Legendary film director Stanley Kubrick was famously closed off to interviews. A mysterious figure, top to bottom, Kubrick is a man from another time. Nowadays, anyone with even a modicum of artistic talent works overtime to make sure their intentions are heard. Not Kubrick. His work typically speaks for itself, and short of a few rare interviewers here and there, he’s happy to let that remain the case. He did, however, grant an interview to a film scholar named Michael Ciment after reading an article he wrote on Kubrick’s work. Kubrick by Kubrick takes the audio from these interviews, and lays them over appropriate footage form Kubrick’s filmography, complete with a galley of talking heads to offer color commentary.

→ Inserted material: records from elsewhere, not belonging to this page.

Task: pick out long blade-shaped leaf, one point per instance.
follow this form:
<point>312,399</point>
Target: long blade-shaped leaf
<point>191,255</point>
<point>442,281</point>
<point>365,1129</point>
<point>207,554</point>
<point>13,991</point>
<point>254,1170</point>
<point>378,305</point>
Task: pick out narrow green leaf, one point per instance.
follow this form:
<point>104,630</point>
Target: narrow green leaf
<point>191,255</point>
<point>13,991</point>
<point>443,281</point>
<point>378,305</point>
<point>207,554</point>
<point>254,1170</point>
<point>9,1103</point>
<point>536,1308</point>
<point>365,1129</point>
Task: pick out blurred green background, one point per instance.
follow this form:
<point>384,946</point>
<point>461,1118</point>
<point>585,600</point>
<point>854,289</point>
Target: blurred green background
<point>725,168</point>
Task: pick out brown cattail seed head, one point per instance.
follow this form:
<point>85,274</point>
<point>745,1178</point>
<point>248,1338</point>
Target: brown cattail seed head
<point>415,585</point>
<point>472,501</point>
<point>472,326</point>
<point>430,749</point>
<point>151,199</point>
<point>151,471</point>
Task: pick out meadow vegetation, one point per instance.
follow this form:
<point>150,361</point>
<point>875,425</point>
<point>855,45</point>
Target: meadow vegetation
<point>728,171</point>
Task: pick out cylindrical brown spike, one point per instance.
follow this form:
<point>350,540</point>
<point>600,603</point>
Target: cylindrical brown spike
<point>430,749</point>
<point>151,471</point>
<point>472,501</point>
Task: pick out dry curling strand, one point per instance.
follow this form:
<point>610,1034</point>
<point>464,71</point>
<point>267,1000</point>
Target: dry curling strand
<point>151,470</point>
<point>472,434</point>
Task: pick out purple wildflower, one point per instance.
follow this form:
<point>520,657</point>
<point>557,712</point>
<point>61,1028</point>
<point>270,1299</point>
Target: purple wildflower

It’s a basic film, feeling much more like a TV special than a piece of cinema, but it’s nothing short of delightful nonetheless. Film nerds will certainly bask in hearing Kubrick’s own voice as he speaks on his creative process, while newbies will likely emerge with an eye to seek out Kubrick’s work. I know I’m ready to revisit my favorite holiday movie, Eyes Wide Shut, as soon as this festival ends.
One thing I really appreciated about the film is the way it demythologizes many of the stories we hear about Kubrick, namely that he’s practically a dictator on set. The film makes it clear that yes, he was a perfectionist, but he was patient, not abusive, and willing to devote an entire day to a single shot if need be. One talking head, Shelley Duvall, speaks of her experience shooting the baseball bat scene from The Shining over a hundred times. She makes note that it was difficult, but that she could see the process refining and perfecting the scene almost automatically. According to her, Kubrick knew that by running the scene ad nauseam, craft would naturally give way to truth. I think the results speak for themselves.